Since we don’t know which image is best, we’ll run both! Facebook designed their ad platform so that you can test different pictures and calls to action in the same ad campaign. Some users will see one ad, while a mix of similar users in the same demographic will see the other. After you collect enough data points, you can make a reasonable decision about which ad is superior.

While modern online advertising platforms make A/B testing easier than ever, the practice of testing different ads has been around forever. I’m not telling you anything that every marketer doesn’t already know. Does every developer know it, though? More specifically, have they considered incorporating A/B testing, not into the app’s marketing, but into the app itself?

They usually haven’t. Here’s the process that most developers go through instead:

Let’s say you have a social networking app. You’ve built-in some basic analytics, and even integrated event logging to check for bottlenecks in the user on-boarding process. You release the app, get an initial burst of users, wait a few days to make sure you have enough data points, and then examine the event logging. Perhaps you discover that you lose the most users at the step where they have to upload a picture. You decide that users must be having a hard time choosing a picture on the spot, so you decide to give them an option to skip that step. They can always upload a profile picture later. You program the changes, test it, feel satisfied that everything is working, then submit your update to the App Store. Several days later, your update gets approved by Apple. You release the new update, wait a few days, then analyze the new results.

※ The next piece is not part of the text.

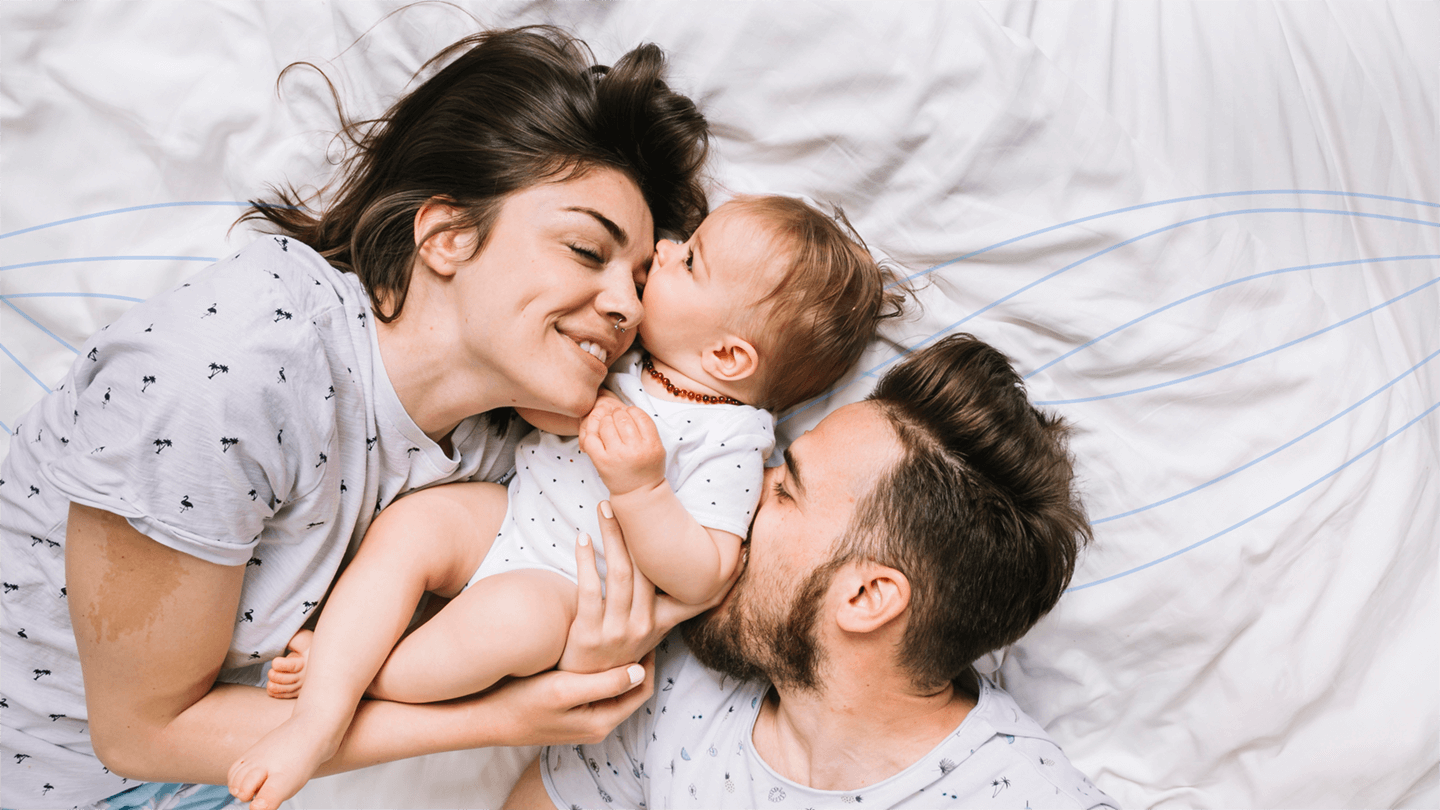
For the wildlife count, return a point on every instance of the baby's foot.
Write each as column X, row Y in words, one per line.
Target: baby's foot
column 281, row 763
column 288, row 673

There’s nothing particularly wrong with this process. It works, and it’s something you will inevitably have to do for unforeseen issues. With a little foresight, though, you can do things better with A/B testing. First, there’s the obvious improvement in time optimization. Waiting to collect data, programming changes, waiting on Apple’s approval process (which, kudos to Apple, is much shorter than it used to be), and then waiting to collect more data is quite a bit of waiting. If you set up A/B testing for your on-boarding, where a portion of your users experience different on-boarding mechanics, you can collect data once, then analyze a variety of user experiences. Once you decide on the optimal user on-boarding scenario, you can treat the majority of your users to that experience, and continue to test others ideas with a smaller audience. If your app draws information from a server, you can even adjust what portion of your users will experience different alternatives by editing your backend, which allows you to update your app to the optimal experience without waiting on Apple’s approval process.

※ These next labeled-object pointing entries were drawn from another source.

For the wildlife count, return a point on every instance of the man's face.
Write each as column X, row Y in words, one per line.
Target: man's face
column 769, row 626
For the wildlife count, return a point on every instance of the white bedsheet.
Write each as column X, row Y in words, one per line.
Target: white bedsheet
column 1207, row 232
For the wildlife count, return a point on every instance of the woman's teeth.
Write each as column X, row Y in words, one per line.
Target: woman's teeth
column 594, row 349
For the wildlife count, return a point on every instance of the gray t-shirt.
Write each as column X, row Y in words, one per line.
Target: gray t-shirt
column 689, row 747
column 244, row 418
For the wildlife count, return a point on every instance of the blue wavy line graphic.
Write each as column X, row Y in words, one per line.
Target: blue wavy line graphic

In addition to the time savings, A/B testing allows you to run your trials against similar audiences. Your app brings in different sorts of organic users throughout its lifecycle. We will ignore users recruited from ads for now. The users who download your app in the first few days following its release are your friends and early adopters. These people are often more forgiving, especially if the early adopters feel like they have a tie to you, perhaps through a forum where you talked about your app with their community. The exception to consider is if Apple features your app. In that case, a huge majority of your incoming users have no vested stake in you and likely don’t have as much interest in your app in general. Don’t worry—getting featured is a good problem to have! Regardless of whether your initial users have a higher propensity or lower propensity to stay, they’re going to be different than the users that show up over the coming weeks, who find your app from referrals or search. These users will be different still from the users that download your app in the following months. As your App Store rank shifts, the split of organic users arriving from referrals and search will too. Logically, we know users that download your app because their friends told them to are going to be more likely to stick with it. If you test all of your changes in the app in sequential fashion, you’re not necessarily conducting your test with comparable users. This might lead you to conclude that a certain change improves user stickiness or monetizes better, when in reality, you’re just testing with different types of users.

It’s possible to overcome this issue by only looking at users you bring in from a certain ad network, as they will be relatively uniform on average. It’s still not a perfect approach, and doesn’t solve the issue with organic users, which are ideally the bulk of your users. Your best bet is to plan for the A/B test from the outset. Consider what variables you want to test, then save time as you collect data and craft the ideal app experience for your users.